The reason this is significant is because there is no dilaton in the M-theory, the low-energy excitations are the simplest maximally supersymmetric supermultiplet: an 11-dimensional graviton, a three-form gauge field, and a spinor. The 11-dimensional theory obeys the equivalence principle, but it isn't a string perturbation theory. For there to be a string perturbation theory, you need a long light string, a black hole charged with a two-form whose excitations become much lighter than anything else. The circle compactification does this, but also the torus compactification, or a line.

In type IIB string theory, the dilaton comes together with a partner which together parametrize the shape of the little torus of the M-theory compactification, which can be interpreted as T-dualized IIA. In heterotic strings, it's the distance between the Horava-Witten end-of-the-universe orbifold-walls in the 11-th dimension. In any way of looking at it, the dilaton comes from the reduction of dimensions where string theories emerge, so it isn't a fundamental feature of stringy gravity in any deep sense.

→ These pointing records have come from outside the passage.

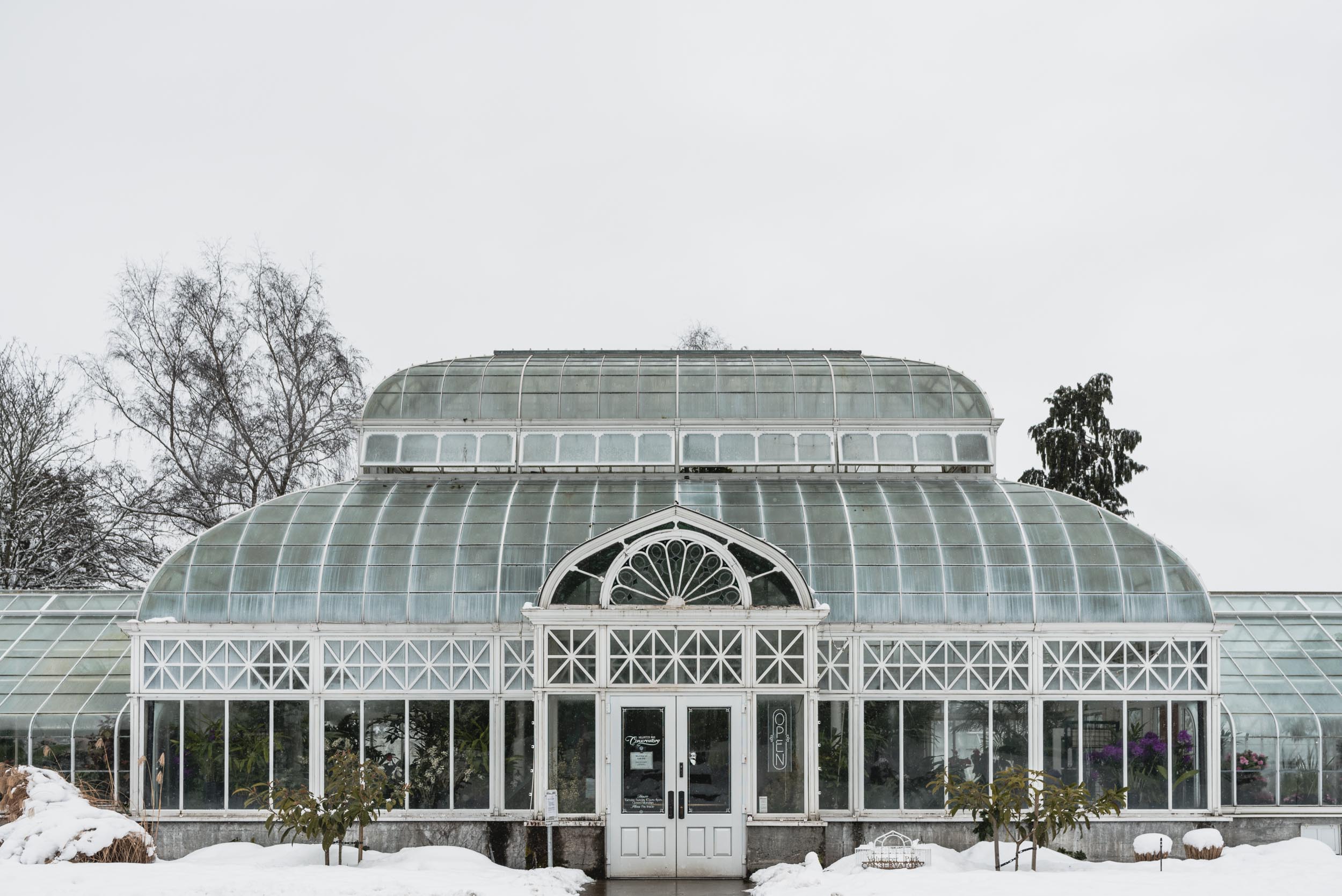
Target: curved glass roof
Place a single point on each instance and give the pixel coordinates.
(877, 550)
(686, 385)
(65, 670)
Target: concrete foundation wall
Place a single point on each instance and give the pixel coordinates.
(583, 846)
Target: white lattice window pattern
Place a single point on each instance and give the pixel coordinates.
(897, 665)
(519, 674)
(226, 665)
(1126, 666)
(835, 665)
(412, 665)
(571, 657)
(780, 657)
(675, 657)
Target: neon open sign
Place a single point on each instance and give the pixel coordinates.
(780, 739)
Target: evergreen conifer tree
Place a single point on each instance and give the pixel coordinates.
(1082, 454)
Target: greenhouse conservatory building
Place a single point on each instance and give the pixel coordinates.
(728, 608)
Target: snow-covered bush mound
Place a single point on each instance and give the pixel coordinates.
(1203, 843)
(50, 822)
(1152, 847)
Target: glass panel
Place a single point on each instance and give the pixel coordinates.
(578, 448)
(538, 448)
(968, 757)
(933, 447)
(777, 447)
(736, 448)
(642, 761)
(833, 723)
(616, 448)
(857, 447)
(291, 744)
(895, 448)
(572, 735)
(457, 450)
(881, 754)
(1190, 747)
(924, 754)
(699, 448)
(470, 754)
(972, 448)
(495, 448)
(708, 744)
(384, 739)
(1102, 745)
(203, 754)
(780, 776)
(430, 745)
(655, 448)
(341, 729)
(163, 726)
(1011, 734)
(519, 753)
(814, 448)
(249, 747)
(1148, 755)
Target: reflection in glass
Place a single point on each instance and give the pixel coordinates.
(470, 754)
(924, 755)
(572, 761)
(881, 754)
(833, 725)
(780, 780)
(708, 742)
(519, 753)
(642, 768)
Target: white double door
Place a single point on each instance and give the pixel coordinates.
(677, 806)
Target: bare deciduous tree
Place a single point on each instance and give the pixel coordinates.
(697, 337)
(66, 521)
(237, 377)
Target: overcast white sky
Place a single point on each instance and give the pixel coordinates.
(1027, 192)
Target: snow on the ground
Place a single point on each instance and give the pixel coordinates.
(58, 824)
(249, 870)
(1300, 865)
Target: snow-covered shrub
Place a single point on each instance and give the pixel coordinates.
(1203, 843)
(1152, 847)
(46, 820)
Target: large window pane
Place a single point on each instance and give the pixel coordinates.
(384, 741)
(833, 722)
(291, 744)
(968, 739)
(780, 777)
(1190, 752)
(925, 753)
(1148, 755)
(203, 754)
(1062, 753)
(249, 747)
(470, 754)
(431, 757)
(881, 754)
(572, 761)
(1011, 734)
(1102, 745)
(163, 738)
(342, 730)
(519, 754)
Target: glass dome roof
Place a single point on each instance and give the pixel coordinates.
(688, 385)
(967, 550)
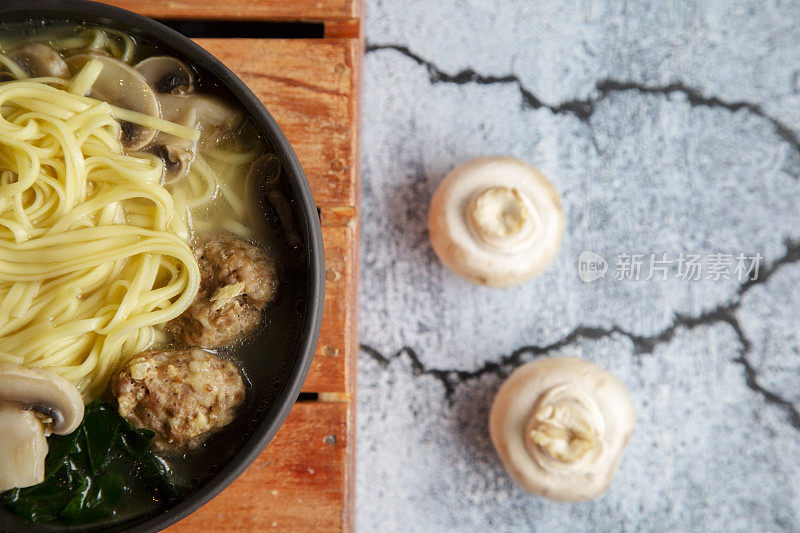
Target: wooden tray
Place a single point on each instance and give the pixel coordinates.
(304, 480)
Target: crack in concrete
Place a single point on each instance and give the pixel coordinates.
(583, 109)
(643, 344)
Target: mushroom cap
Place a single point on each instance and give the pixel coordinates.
(24, 448)
(39, 60)
(44, 392)
(167, 74)
(536, 391)
(496, 221)
(121, 85)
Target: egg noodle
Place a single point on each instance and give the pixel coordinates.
(93, 253)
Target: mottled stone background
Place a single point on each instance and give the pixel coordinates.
(667, 127)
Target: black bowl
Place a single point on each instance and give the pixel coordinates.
(276, 366)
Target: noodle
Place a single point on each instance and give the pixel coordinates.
(93, 253)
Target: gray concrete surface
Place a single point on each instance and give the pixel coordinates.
(668, 128)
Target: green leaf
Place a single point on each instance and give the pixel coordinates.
(81, 485)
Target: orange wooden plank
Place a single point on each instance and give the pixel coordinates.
(309, 10)
(330, 371)
(309, 86)
(299, 483)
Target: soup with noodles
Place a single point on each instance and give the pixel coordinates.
(131, 270)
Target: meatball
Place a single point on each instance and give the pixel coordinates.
(237, 279)
(182, 395)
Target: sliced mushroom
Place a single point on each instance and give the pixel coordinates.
(24, 448)
(214, 118)
(496, 221)
(264, 195)
(121, 85)
(33, 404)
(560, 426)
(176, 157)
(167, 74)
(39, 60)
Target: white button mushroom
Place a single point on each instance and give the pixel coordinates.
(33, 404)
(496, 221)
(560, 426)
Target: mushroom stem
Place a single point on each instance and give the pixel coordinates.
(560, 426)
(502, 217)
(24, 394)
(23, 450)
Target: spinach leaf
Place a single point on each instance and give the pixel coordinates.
(84, 478)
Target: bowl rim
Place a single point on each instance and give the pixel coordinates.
(310, 224)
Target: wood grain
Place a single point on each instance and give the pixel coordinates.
(297, 484)
(305, 10)
(308, 85)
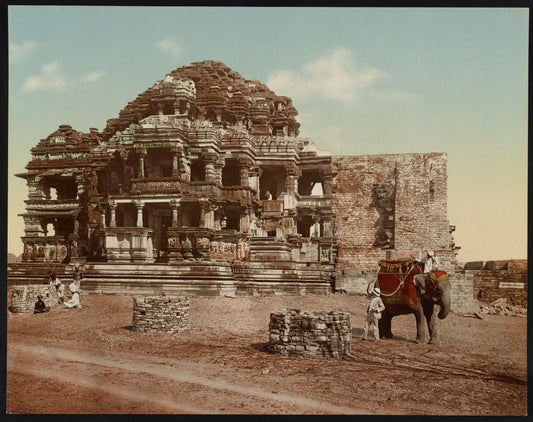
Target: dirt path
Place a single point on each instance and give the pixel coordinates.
(89, 361)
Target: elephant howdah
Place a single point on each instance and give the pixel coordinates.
(395, 279)
(406, 289)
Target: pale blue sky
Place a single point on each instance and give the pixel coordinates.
(365, 81)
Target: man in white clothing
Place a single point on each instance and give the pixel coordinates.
(374, 309)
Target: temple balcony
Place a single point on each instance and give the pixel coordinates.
(126, 244)
(51, 206)
(243, 194)
(314, 202)
(208, 189)
(159, 185)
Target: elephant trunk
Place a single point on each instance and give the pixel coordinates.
(446, 303)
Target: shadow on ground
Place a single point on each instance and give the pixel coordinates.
(358, 332)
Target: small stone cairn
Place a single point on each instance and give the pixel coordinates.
(501, 307)
(23, 298)
(293, 332)
(161, 314)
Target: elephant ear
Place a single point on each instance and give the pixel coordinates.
(420, 281)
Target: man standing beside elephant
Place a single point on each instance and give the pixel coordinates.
(374, 309)
(430, 261)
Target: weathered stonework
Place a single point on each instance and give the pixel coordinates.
(384, 203)
(204, 177)
(462, 294)
(493, 280)
(161, 314)
(293, 332)
(23, 298)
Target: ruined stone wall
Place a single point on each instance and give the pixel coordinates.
(310, 334)
(23, 298)
(462, 294)
(354, 282)
(499, 279)
(161, 314)
(384, 202)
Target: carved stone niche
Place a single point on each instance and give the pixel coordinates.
(383, 200)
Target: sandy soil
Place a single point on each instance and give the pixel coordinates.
(89, 361)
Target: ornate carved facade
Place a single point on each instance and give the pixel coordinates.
(204, 181)
(202, 167)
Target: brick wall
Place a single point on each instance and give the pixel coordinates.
(499, 279)
(161, 314)
(462, 294)
(310, 334)
(420, 207)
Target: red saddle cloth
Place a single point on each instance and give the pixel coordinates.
(390, 276)
(438, 276)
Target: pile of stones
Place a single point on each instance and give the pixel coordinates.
(23, 298)
(293, 332)
(501, 307)
(161, 314)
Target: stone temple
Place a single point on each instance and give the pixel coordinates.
(201, 185)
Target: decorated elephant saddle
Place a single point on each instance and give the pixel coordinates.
(438, 276)
(395, 279)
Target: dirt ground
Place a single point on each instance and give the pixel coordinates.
(88, 360)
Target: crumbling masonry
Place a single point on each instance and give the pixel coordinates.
(201, 185)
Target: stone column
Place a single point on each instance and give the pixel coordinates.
(112, 218)
(204, 203)
(141, 153)
(174, 205)
(291, 183)
(175, 150)
(140, 207)
(210, 159)
(316, 226)
(244, 171)
(327, 181)
(244, 223)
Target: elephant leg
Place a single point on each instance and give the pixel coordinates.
(431, 319)
(384, 325)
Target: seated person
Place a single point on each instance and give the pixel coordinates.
(74, 302)
(40, 306)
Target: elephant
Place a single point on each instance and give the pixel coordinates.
(430, 291)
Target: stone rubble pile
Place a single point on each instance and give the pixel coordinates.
(161, 314)
(293, 332)
(501, 307)
(23, 298)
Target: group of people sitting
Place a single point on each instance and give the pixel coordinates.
(55, 282)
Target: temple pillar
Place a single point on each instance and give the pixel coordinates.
(174, 205)
(327, 181)
(141, 153)
(210, 160)
(244, 171)
(175, 150)
(204, 204)
(140, 206)
(112, 218)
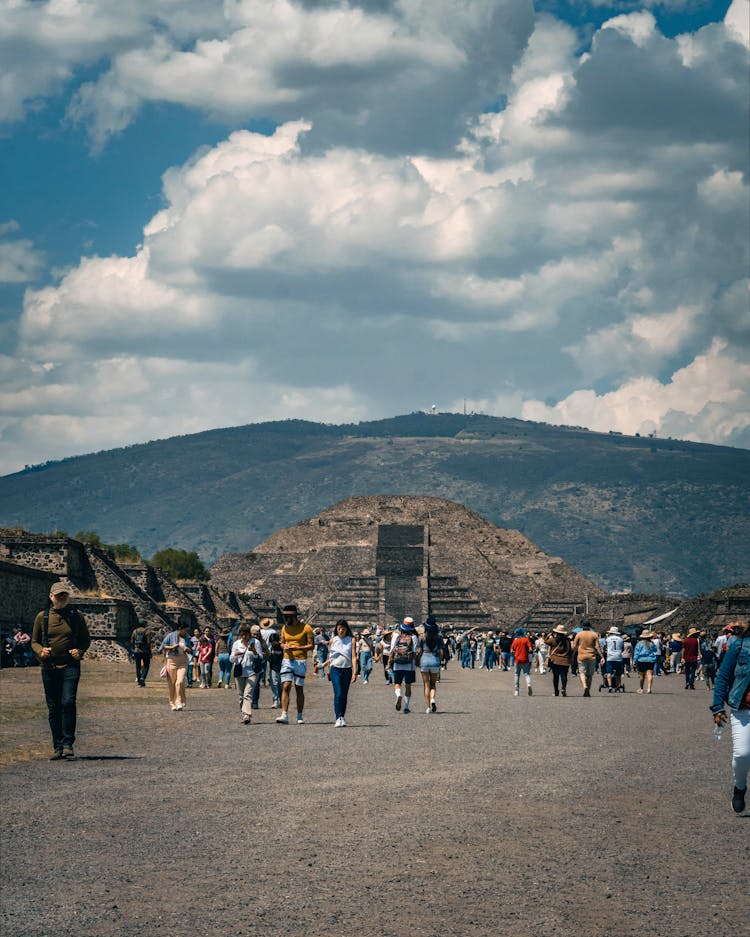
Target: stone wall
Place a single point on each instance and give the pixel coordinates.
(62, 556)
(23, 593)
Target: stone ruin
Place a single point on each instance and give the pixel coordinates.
(373, 560)
(112, 596)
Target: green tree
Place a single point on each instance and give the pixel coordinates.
(180, 564)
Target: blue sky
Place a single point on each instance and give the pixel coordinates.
(225, 213)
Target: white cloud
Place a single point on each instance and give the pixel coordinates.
(309, 273)
(708, 400)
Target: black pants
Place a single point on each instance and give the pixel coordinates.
(142, 663)
(559, 675)
(60, 689)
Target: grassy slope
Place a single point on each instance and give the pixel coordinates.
(658, 515)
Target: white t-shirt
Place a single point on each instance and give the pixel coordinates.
(341, 651)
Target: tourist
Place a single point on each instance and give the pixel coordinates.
(206, 654)
(431, 652)
(659, 642)
(542, 650)
(223, 659)
(60, 639)
(402, 655)
(383, 653)
(257, 634)
(140, 649)
(586, 648)
(560, 651)
(275, 658)
(340, 663)
(246, 657)
(488, 661)
(708, 662)
(733, 687)
(644, 658)
(174, 649)
(627, 653)
(194, 643)
(297, 641)
(691, 653)
(521, 649)
(614, 651)
(365, 653)
(675, 652)
(504, 643)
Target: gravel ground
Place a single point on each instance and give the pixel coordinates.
(589, 817)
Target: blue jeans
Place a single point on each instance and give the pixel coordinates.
(274, 678)
(225, 669)
(526, 668)
(60, 689)
(341, 678)
(365, 664)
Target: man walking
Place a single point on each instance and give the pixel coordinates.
(586, 647)
(297, 641)
(59, 639)
(140, 646)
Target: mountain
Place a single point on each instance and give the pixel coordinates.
(654, 515)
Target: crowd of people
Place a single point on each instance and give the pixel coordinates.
(258, 655)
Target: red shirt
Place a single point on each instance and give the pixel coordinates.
(521, 649)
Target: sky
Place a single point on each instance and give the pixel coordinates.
(219, 213)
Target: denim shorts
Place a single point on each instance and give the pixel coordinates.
(293, 670)
(403, 676)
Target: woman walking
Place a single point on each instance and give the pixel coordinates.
(206, 653)
(246, 655)
(222, 657)
(733, 687)
(644, 658)
(366, 653)
(340, 661)
(560, 652)
(174, 649)
(431, 654)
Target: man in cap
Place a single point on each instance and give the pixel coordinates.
(402, 656)
(59, 639)
(615, 665)
(140, 646)
(691, 652)
(297, 641)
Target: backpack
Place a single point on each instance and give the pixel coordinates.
(403, 650)
(140, 642)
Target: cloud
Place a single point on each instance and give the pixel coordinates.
(20, 261)
(584, 242)
(706, 401)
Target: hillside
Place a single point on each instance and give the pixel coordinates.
(649, 514)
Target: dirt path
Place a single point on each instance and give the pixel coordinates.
(588, 817)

This phenomenon can be seen simply in plain Kaluza-Klein theory. When you compactify a 5 dimensional theory on a circle, in addition to a 4d graviton and a KK photon, you get a scalar from the 55 component of the metric tensor, which, by definition, measures the size of the extra dimension. This extra scalar has gravitational couplings from the reduction, and together with the graviton, it makes a 4-d scalar-tensor theory.